The view was more vertiginous before the erection of One Chase Manhattan Plaza nearby that almost feels that it can be touched at arm's length when standing outside on one of the balconies.
In an article for The NewYork Post, I described the observatory as the world's greatest room.
In her preface to the book, "Skyscraper Rivals, The A.I.G. Building and the Architecture of Wall Street" by Daniel M. Abramson, Princeton Architectural Press, New York, 2001, (See The City Review article) Carole Willis, the architectural historian and founder of The Skyscraper Museum, notes that while Wall Street is world famous its "physical place is indistinct" and adds that apart from a "few key towers" the skyscrapers of New York's Financial District "are oddly anonymous."
"When completed, the 952-foot Cities Service Building was the world's third tallest skyscraper, after the Empire State and Chrysler Buildings. Owned by a large utilities conglomerate, the brick-clad Cities Service Building was `considered off the beaten path,' at the financial district's northeaster corner. Isolation enhanced the sculpted tower's prominence and helped its streamlined profile become a favorite subject of artists, including the photographer Arthur Fellig, known as Weegee, who thought it 'the most beautiful building of all.' The building's architects, the firm of Clinton & Russell, Holton & George (with Thomas J. George as designer), embellished the Cities Service Building's lobby in an exuberant Art Deco style, and placed a jewel box of an observation gallery on the 66th floor. Inspired and directed by Cities Service founder Henry L. Doherty as well as company engineers, the skyscraper was filled with the latest technology, including hot-water heating and double-deck elevators, plus an in-house gymnasium and law library to attract tenants to the upper rental floors."
"Given its historically high land values and strong demand for prime office space, Wall Street," Ms. Willis wrote, "was surprisingly slow to give way to skyscrapers. Perhaps the conservative and clubby world of bankers was the reason that the nineteenth-century buildings with the posh executive offices, but limited areas of work space, survived so long, When the change came, the older structures collapsed as if on a fault line. If one mapped all the sites under construction in 1928 to 1931, the area would cover about a quarter of the financial district. These new towers of the financial district were different in character from the Art Deco extravaganzas of midtown. There were some flashes of glamour or example, the red and gold mosaic reception room at One Wall Street - but otherwise the Art Deco styling, even in such glorious cases as the Cities Service/AIG Building at 70 Pine Street, was restrained by standards of midtown where signature skyscrapers such as the Empire State, Chrysler, and RCA Buildings monumentalized their modernity in two-story lobbies. The star-power towers and a chorus of Art Deco dolls such as the Chanin, Fred French and Paramount buildings reflected midtown's more commercial character as a district that mixed business, shopping, and entertainment and that opened its storefronts to the street to seduce pedestrians. Downtown was a zone of work and interior environment of privilege and status."

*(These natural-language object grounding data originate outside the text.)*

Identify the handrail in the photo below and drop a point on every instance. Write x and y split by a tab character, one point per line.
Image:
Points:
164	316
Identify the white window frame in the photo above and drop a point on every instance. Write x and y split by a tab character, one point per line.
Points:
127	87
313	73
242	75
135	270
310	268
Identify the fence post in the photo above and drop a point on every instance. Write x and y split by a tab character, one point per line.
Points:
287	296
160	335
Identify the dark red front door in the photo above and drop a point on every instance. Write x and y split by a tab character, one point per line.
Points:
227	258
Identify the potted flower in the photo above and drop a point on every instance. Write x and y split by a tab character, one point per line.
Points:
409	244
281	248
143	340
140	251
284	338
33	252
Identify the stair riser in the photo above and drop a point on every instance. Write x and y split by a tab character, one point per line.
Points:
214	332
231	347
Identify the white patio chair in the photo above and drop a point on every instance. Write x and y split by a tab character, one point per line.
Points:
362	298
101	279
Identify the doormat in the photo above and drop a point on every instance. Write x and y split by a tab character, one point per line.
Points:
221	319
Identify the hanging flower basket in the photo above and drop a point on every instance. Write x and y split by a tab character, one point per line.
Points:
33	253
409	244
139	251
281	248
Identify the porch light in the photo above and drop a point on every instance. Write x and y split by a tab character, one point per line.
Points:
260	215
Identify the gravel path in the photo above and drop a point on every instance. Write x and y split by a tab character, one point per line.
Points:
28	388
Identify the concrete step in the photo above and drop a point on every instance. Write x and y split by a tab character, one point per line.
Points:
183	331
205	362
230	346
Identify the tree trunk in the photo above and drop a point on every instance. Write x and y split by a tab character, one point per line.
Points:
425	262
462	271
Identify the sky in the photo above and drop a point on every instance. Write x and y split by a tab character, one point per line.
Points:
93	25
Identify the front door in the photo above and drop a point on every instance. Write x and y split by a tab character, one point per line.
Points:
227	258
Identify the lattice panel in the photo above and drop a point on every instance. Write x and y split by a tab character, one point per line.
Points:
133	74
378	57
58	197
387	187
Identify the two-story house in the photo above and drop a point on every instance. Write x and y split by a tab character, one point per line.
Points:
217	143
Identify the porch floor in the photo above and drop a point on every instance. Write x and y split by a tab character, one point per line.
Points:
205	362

"It is disheartening," Ms. Willis continued, "to realize how much material on these commercial buildings and others less spectacular has been lost. There are, for example, no surviving records for architectural firms as important to the development of the financial district as Clinton & Russell, whose partnership, established in 1894, was responsible for at least a dozen downtown high rises, including the Broad-Exchange Building at 25 Broad Street and the Hudson Terminals, which early in the century were two of the largest office buildings in the city and the world. The firm continued under the name Clinton & Russell after the death of the principals in 1910 and 1907 and was rechristened Clinton & Russell, Holton & George in 1926. As architects of the Cities Service Building the firm produced one of the most inspired Art Deco Towers of the period and a building with numerous technological innovations, yet we cannot say with any certainty who in the office designed the tower or how the office functioned."